As e-commerce continues to grow and evolve, parcel delivery and internet-based retail companies are looking with new-found interest at potential partnership with multifamily properties. That was the takeaway from a panel discussion featuring AvalonBay’s Karen Hollinger; UPS’s Alan Gershenhorn, the company’s chief commercial officer; and Amazon’s Peter Larsen, vice president of product management for the company’s delivery arm, during the 2016 NMHC Fall Board of Directors and Advisory Committee Meeting.
Both logistics executives noted a substantial shift in delivery trends, with residential delivery growth outpacing traditional business deliveries, as e-commerce growth has skyrocketed. Whereas brick-and-mortar retail is growing at roughly 2 percent a year, e-commerce growth is in the teens, said Gershenhorn. Consequently, 50 percent of UPS’s deliveries are now going to residences, he said.
This is a dramatic change from traditional delivery service, which has long been focused on delivering to businesses. But demographic changes, including more people living in higher density areas, are putting parcel delivery companies’ traditional approaches to getting packages to the consumer are coming under review. Both companies are looking for ways to partner to improve the customer delivery experience.
“We realized that we have a new customer-and that’s you,” Larsen told NMHC members, noting that the company now has a multifamily-specific team.
The other big challenge for delivery companies is changing consumer expectations. As more people buy more online, they expect to get their goods quickly, when they want it, wherever they want it. “We started with two-day delivery and now we’ve got two-hour delivery,” Larsen said.
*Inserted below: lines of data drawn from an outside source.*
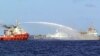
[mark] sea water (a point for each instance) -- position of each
(50, 48)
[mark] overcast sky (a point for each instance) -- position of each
(78, 14)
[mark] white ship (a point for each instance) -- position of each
(90, 34)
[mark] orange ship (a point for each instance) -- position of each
(14, 32)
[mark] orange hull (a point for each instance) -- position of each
(15, 37)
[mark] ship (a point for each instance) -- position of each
(14, 32)
(89, 34)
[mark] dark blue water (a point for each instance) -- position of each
(49, 48)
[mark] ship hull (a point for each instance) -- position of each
(15, 37)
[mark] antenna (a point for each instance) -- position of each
(17, 22)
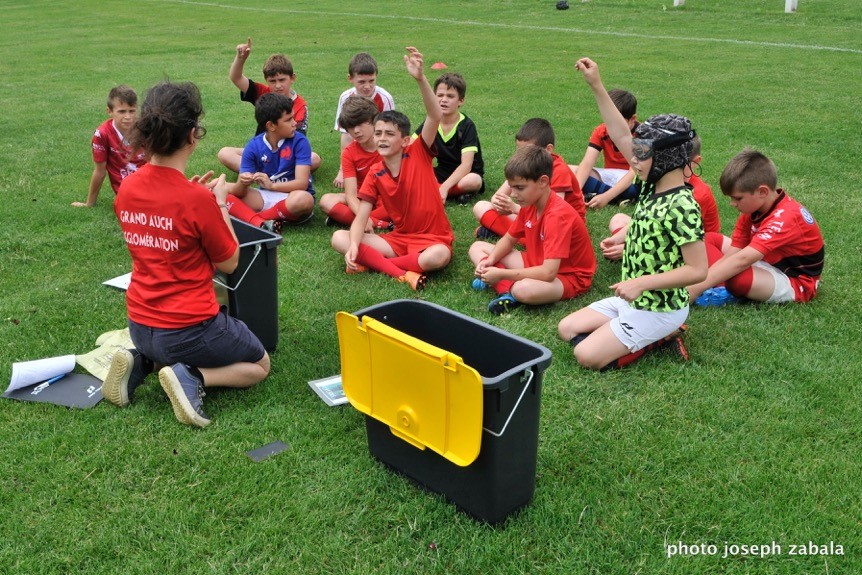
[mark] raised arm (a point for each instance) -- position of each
(416, 68)
(618, 128)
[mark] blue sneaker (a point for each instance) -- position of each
(503, 304)
(128, 370)
(483, 233)
(186, 393)
(716, 297)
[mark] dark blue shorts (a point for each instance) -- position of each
(219, 341)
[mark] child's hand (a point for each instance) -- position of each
(629, 290)
(243, 50)
(415, 62)
(611, 250)
(263, 180)
(350, 256)
(589, 69)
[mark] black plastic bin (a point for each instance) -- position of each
(503, 476)
(252, 289)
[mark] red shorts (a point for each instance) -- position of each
(403, 244)
(574, 285)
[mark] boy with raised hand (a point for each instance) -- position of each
(460, 168)
(776, 252)
(663, 252)
(614, 182)
(112, 154)
(558, 262)
(421, 240)
(362, 73)
(612, 246)
(278, 161)
(497, 215)
(357, 117)
(280, 76)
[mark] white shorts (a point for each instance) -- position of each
(610, 176)
(270, 198)
(783, 292)
(637, 328)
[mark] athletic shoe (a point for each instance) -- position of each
(716, 297)
(186, 393)
(414, 279)
(274, 226)
(359, 269)
(128, 370)
(503, 304)
(483, 233)
(464, 199)
(301, 221)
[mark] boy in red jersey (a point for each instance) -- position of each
(497, 215)
(404, 180)
(776, 252)
(558, 262)
(112, 154)
(279, 75)
(357, 117)
(362, 73)
(613, 182)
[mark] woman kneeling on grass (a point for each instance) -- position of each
(178, 231)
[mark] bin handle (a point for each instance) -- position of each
(530, 375)
(256, 253)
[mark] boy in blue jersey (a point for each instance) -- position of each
(664, 250)
(278, 161)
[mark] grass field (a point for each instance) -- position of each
(756, 440)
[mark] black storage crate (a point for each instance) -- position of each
(252, 288)
(503, 477)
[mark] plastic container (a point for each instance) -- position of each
(251, 291)
(422, 418)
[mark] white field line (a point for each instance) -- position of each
(452, 22)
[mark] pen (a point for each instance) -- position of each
(45, 384)
(54, 379)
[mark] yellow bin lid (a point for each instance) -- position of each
(427, 396)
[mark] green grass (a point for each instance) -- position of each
(756, 440)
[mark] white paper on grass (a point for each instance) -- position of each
(120, 282)
(26, 373)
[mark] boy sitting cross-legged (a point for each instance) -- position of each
(663, 252)
(422, 237)
(279, 162)
(558, 262)
(357, 117)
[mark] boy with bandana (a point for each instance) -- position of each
(664, 250)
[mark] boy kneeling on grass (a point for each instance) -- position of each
(663, 251)
(404, 181)
(558, 262)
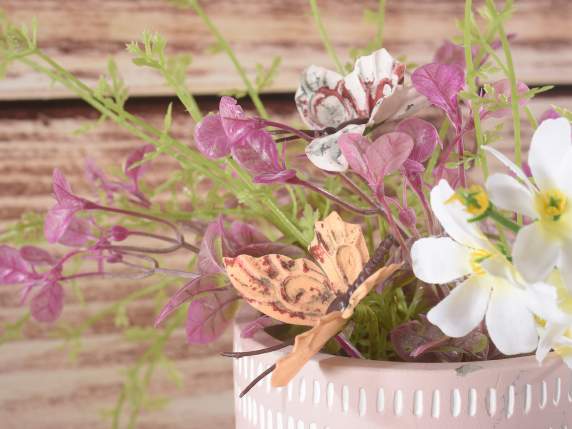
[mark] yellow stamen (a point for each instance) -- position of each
(551, 204)
(475, 199)
(477, 257)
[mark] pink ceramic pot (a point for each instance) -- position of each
(342, 393)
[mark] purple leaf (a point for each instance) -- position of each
(257, 153)
(209, 316)
(243, 239)
(14, 269)
(210, 253)
(476, 344)
(388, 153)
(36, 256)
(211, 139)
(425, 137)
(188, 291)
(235, 123)
(239, 235)
(47, 305)
(250, 329)
(503, 92)
(353, 147)
(76, 234)
(413, 339)
(59, 217)
(441, 83)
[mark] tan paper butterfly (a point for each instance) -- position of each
(300, 292)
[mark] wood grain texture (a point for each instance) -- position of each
(41, 389)
(81, 34)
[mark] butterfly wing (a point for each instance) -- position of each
(293, 291)
(340, 249)
(307, 345)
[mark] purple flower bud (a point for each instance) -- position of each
(119, 233)
(441, 84)
(59, 217)
(407, 217)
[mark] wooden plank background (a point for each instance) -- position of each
(81, 34)
(40, 388)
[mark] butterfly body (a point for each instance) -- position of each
(304, 292)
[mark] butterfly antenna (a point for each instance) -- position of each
(373, 264)
(238, 355)
(341, 302)
(256, 380)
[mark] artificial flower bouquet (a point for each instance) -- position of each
(374, 231)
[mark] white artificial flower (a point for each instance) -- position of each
(547, 241)
(552, 303)
(372, 93)
(488, 287)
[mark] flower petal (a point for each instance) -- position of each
(508, 194)
(439, 260)
(320, 101)
(550, 144)
(543, 300)
(534, 255)
(548, 339)
(454, 218)
(324, 152)
(565, 264)
(509, 321)
(462, 310)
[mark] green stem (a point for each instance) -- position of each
(471, 82)
(250, 89)
(511, 75)
(185, 96)
(443, 129)
(324, 36)
(531, 119)
(280, 219)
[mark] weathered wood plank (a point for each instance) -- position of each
(43, 388)
(81, 35)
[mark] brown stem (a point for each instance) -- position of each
(256, 380)
(238, 355)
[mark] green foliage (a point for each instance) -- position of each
(12, 331)
(378, 314)
(15, 41)
(151, 53)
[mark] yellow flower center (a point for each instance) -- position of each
(477, 257)
(551, 204)
(475, 199)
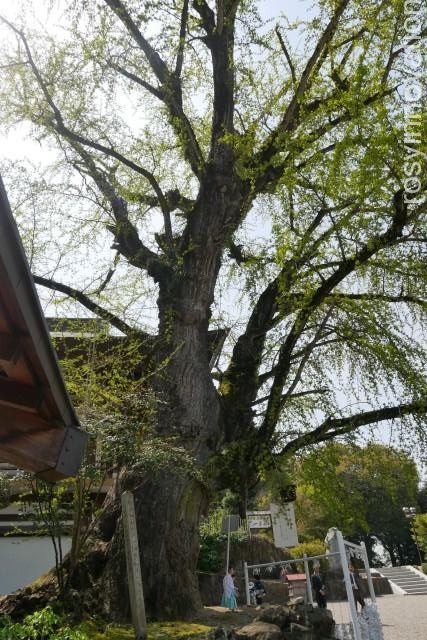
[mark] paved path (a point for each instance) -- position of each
(402, 617)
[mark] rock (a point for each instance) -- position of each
(322, 622)
(299, 632)
(222, 633)
(276, 614)
(260, 631)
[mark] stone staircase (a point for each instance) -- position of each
(409, 580)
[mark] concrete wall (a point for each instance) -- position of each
(23, 559)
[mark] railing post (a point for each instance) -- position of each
(133, 565)
(368, 573)
(348, 586)
(245, 571)
(307, 575)
(227, 560)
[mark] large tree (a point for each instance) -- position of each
(219, 157)
(362, 491)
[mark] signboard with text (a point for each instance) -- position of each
(284, 526)
(280, 518)
(258, 519)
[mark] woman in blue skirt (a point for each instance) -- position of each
(229, 590)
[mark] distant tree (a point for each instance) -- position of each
(203, 159)
(360, 490)
(420, 526)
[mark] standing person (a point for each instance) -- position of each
(229, 599)
(356, 584)
(283, 577)
(319, 588)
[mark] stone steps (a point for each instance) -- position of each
(411, 582)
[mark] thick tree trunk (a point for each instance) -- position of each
(168, 508)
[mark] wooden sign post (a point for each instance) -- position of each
(133, 565)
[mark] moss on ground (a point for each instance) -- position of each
(156, 631)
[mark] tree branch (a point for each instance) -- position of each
(171, 90)
(334, 427)
(181, 45)
(287, 56)
(206, 14)
(408, 299)
(290, 117)
(282, 368)
(89, 304)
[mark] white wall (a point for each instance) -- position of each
(22, 560)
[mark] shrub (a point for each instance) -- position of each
(41, 625)
(315, 547)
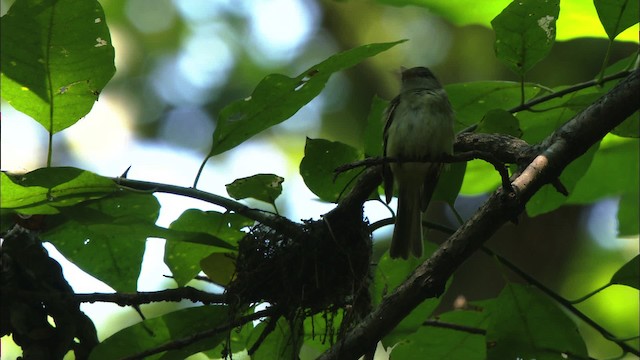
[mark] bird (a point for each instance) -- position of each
(419, 126)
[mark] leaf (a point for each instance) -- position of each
(431, 342)
(374, 128)
(219, 267)
(614, 171)
(450, 182)
(44, 191)
(499, 121)
(526, 324)
(106, 238)
(389, 274)
(628, 274)
(617, 15)
(629, 128)
(628, 215)
(278, 97)
(321, 158)
(184, 258)
(282, 343)
(264, 187)
(479, 178)
(471, 101)
(548, 198)
(525, 32)
(577, 18)
(161, 330)
(56, 57)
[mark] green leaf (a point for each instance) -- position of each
(56, 57)
(219, 267)
(614, 171)
(526, 324)
(499, 121)
(617, 15)
(264, 187)
(577, 18)
(184, 258)
(375, 127)
(628, 215)
(629, 128)
(278, 97)
(46, 190)
(525, 32)
(480, 178)
(321, 158)
(282, 343)
(471, 101)
(431, 342)
(106, 238)
(537, 125)
(161, 330)
(389, 274)
(548, 198)
(628, 274)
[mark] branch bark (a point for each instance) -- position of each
(556, 152)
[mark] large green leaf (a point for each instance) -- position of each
(321, 158)
(450, 182)
(613, 171)
(44, 191)
(548, 198)
(155, 332)
(628, 274)
(282, 343)
(56, 57)
(277, 97)
(431, 342)
(578, 18)
(106, 238)
(528, 325)
(472, 101)
(263, 187)
(499, 121)
(184, 258)
(525, 32)
(617, 15)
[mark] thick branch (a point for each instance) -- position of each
(559, 150)
(122, 299)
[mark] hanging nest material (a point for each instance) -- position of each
(324, 268)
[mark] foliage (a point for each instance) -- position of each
(317, 286)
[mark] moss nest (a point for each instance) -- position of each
(324, 268)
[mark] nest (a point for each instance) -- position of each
(324, 268)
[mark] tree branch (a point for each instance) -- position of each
(276, 222)
(121, 299)
(561, 148)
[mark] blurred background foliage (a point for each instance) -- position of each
(180, 62)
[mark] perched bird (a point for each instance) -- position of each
(419, 127)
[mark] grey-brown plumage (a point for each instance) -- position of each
(419, 126)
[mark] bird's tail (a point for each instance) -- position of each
(407, 234)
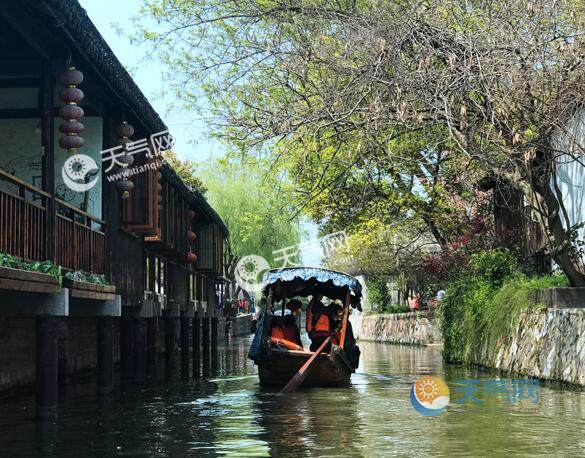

With faster package delivery, many of the traditional challenges, such as the redelivery of packages when the recipient isn’t home, multiply. “Nobody likes to see the slip at your door that says, we tried to deliver and you weren’t here, so we took it back,” said Larsen. “And that affects our customer’s shopping experience with Amazon.”
UPS My Choice allows users to sign up to set delivery preferences, receive delivery notifications and manage packages and deliveries. This cuts down on the number of missed delivery slips that disappoint the customer and cost the company dollars for redelivery. Gershenhorn said roughly 25 million households have already signed up for the online service.
UPS Access Point is a network of designated package drop off and pick up stations, located in convenient locations. Users can redirect package deliveries to these stations to avoid having to wait for deliveries.
Similarly, Amazon has Amazon Lockers, self-service lockers where users can pick up packages at designated locations whenever they want, and Amazon Pick-Up Points, where customers designate an alternative pick-up location from the company’s network.
“The self-service model is probably the wave of the future,” said Larsen. “It’s a win-win-win. That’s what the consumer, the resident wants. It lowers your cost and you’re giving them what they want.”
However, besides being an expensive solution, self-serve lockers also have their limitations. Both executives noted increases in specialty deliveries, such as oversized parcels like furniture and fresh food deliveries.
“We’re seeing a disproportionate level of growth in what we see as larger size packages,” said Gershenhorn. “It’s going to take this myriad of solutions-from the retailer to the carrier to your [apartment] complexes. That’s what it’s really all about. Our vision is connecting a global community through an intelligent logistics network. We’re talking about all of us; we all need to work together to achieve this transaction.”
Larsen agreed, adding that food deliveries is a huge area of anticipated growth. “I definitely see the range of locker solutions increasing over time. One of those things that we’re going to have to get better at over time is consumables-fresh goods and ultra-fast goods. The delivery mechanism will be the same, but faster, but where we put these things-hot or cold-is going to evolve over time.”